I always knew she’d never be mine. I saw the way Miles looked at her. She painted the stars in his sky. I’m not afraid of much, but I was afraid of losing my best friends. And that’s exactly what I did.
“I’m gonna get back to work,” I say to him, and he studies me with a million-questions look.
He knows I can’t do the job without him. But he lets me go anyway. Stays behind to screw on the cap and return the empty bottle with the rest of them. A gesture that feels more like friendship than either of us cares to admit.
“Hot buckets!” Murphy yells.
A helicopter idles overhead, dropping a box of brown paper sacks on the side of the hill we’re working on. After my brief conversation with Dean this morning, I’m not in the mood for small talk. So, I study the fire while I eat myburritos.

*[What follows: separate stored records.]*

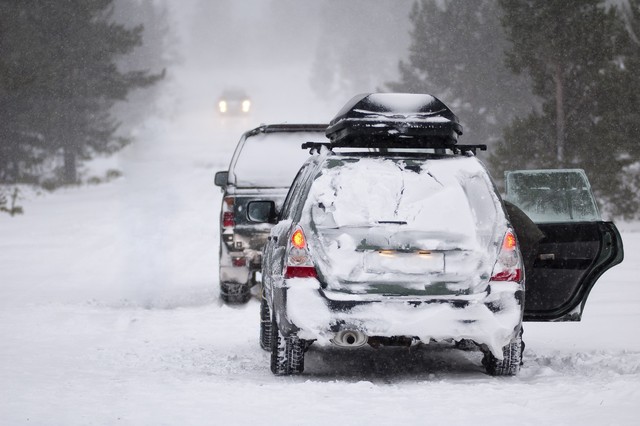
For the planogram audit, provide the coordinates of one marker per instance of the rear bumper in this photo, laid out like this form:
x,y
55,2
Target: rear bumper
x,y
492,318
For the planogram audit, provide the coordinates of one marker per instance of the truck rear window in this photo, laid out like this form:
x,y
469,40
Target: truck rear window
x,y
271,160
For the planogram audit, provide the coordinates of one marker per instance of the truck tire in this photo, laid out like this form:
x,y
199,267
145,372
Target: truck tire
x,y
287,353
510,365
234,293
265,324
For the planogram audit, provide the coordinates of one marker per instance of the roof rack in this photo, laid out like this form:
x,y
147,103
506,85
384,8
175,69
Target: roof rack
x,y
383,145
284,127
392,116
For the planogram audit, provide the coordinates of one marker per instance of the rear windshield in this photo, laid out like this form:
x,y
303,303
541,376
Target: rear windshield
x,y
452,196
271,160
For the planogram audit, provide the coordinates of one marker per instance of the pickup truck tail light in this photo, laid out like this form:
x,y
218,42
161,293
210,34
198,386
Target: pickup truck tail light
x,y
299,264
509,266
228,216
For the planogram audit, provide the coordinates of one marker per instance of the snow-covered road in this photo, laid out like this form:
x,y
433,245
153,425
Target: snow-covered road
x,y
109,314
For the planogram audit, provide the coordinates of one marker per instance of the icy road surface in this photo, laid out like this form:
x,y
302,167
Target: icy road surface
x,y
109,314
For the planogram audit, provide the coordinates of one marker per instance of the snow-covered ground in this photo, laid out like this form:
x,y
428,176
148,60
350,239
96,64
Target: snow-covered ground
x,y
109,314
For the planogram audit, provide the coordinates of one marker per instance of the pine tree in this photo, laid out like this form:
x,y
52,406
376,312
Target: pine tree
x,y
583,65
66,53
457,54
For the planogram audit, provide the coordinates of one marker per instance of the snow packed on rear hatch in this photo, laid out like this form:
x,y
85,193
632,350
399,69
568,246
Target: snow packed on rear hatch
x,y
405,226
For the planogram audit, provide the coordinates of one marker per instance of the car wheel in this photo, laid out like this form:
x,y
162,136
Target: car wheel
x,y
287,353
265,324
510,364
233,293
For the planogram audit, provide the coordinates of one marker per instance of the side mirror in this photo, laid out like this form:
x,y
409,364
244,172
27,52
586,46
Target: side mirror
x,y
221,178
262,211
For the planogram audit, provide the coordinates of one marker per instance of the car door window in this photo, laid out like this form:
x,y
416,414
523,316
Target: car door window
x,y
293,193
577,248
552,196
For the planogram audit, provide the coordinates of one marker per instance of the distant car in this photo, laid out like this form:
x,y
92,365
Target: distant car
x,y
234,102
263,166
393,234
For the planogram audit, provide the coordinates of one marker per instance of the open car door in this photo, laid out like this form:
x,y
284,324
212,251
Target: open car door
x,y
578,246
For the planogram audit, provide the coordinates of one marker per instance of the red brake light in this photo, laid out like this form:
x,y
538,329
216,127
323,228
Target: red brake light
x,y
298,240
508,275
228,220
509,265
509,243
300,272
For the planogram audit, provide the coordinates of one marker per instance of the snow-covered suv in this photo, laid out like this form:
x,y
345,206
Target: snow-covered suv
x,y
394,234
263,165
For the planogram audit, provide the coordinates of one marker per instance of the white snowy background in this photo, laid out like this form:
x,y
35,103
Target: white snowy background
x,y
109,309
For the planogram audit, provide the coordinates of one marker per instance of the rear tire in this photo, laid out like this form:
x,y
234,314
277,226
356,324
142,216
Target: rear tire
x,y
234,293
265,324
510,365
287,353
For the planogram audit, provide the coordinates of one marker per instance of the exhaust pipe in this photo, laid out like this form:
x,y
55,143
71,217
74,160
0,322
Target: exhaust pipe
x,y
350,339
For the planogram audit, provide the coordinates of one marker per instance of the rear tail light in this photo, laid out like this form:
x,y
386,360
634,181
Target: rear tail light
x,y
228,216
239,261
299,264
509,265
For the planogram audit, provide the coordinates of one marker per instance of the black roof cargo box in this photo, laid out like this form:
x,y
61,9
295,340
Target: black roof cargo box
x,y
407,119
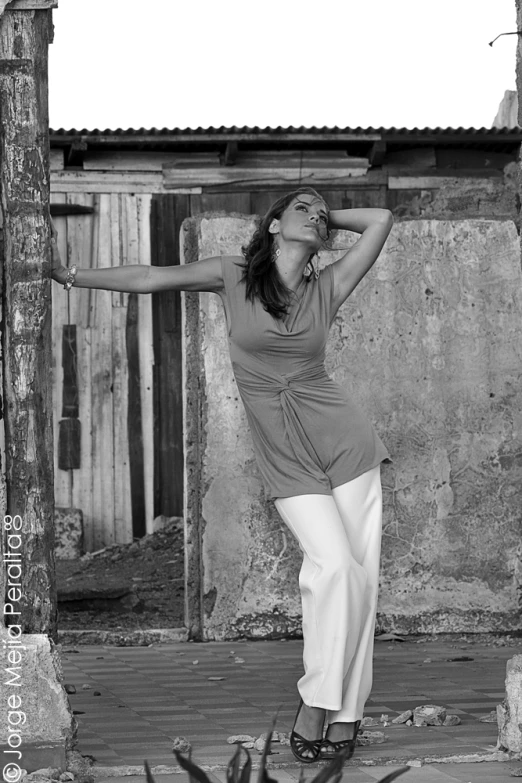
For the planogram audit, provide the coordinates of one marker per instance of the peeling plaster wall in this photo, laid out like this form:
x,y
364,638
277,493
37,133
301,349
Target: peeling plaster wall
x,y
430,345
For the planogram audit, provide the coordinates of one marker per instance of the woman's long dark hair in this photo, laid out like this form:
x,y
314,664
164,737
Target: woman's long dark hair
x,y
259,271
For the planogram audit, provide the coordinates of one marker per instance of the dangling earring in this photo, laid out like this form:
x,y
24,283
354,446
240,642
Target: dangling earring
x,y
315,266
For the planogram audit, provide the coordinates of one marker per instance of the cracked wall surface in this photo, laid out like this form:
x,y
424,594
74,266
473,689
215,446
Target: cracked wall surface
x,y
430,345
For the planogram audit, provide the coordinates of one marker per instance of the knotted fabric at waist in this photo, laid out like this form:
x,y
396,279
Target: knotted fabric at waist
x,y
266,383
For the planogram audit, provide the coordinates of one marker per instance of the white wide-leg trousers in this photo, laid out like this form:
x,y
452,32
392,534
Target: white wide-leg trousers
x,y
340,537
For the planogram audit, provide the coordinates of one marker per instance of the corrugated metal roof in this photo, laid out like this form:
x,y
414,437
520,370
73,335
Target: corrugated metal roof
x,y
256,130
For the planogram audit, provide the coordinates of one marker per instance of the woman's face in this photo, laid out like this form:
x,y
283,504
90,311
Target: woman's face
x,y
305,219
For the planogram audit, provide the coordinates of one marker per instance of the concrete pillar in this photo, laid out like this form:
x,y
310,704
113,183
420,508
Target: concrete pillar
x,y
509,713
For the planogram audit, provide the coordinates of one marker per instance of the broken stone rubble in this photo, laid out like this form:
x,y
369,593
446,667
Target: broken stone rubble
x,y
181,744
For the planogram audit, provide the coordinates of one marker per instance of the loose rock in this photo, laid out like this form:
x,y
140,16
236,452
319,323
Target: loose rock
x,y
491,717
370,738
404,717
452,720
181,744
429,715
48,773
240,738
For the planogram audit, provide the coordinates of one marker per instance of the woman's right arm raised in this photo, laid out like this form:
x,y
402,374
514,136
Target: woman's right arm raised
x,y
204,275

From our steep slope, everything looks bigger: the column of smoke, flame lengths, destruction. The haze blankets the treetops and licks the open air above them. Flames crackle and dance for miles. Drenched in pink retardant powder, unburned fuel fights against an aerial attack. It’s hard to imagine this beast ever getting under control.
Jack interrupts my wandering eyes with his situation report. “For those of you who’ve lost track, we’ve got two days left before R&R. Trends are staying hot, dry, and wind driven. Division wants us to keep working the right flank toward the head. If you were on a saw team, you’re now cold trailing. I don’t want anything left unchecked. Let’s get back to work.”
Our teams work side by side, churning up the mineral soil and digging into roots in a single file line about ten feet apart. The wind beats at the side of my helmet, my fire shield rapping against my neck. But the direction keeps the smoke out of our eyes.
I drop the wooden handle of my tool in the dirt to run my bare palm over the ground I just tilled, my knee connecting with the blunt end of a log as I kneel. A flash of yellow flicks past my periphery. Before I can check for residual heat, I turn to see what it is.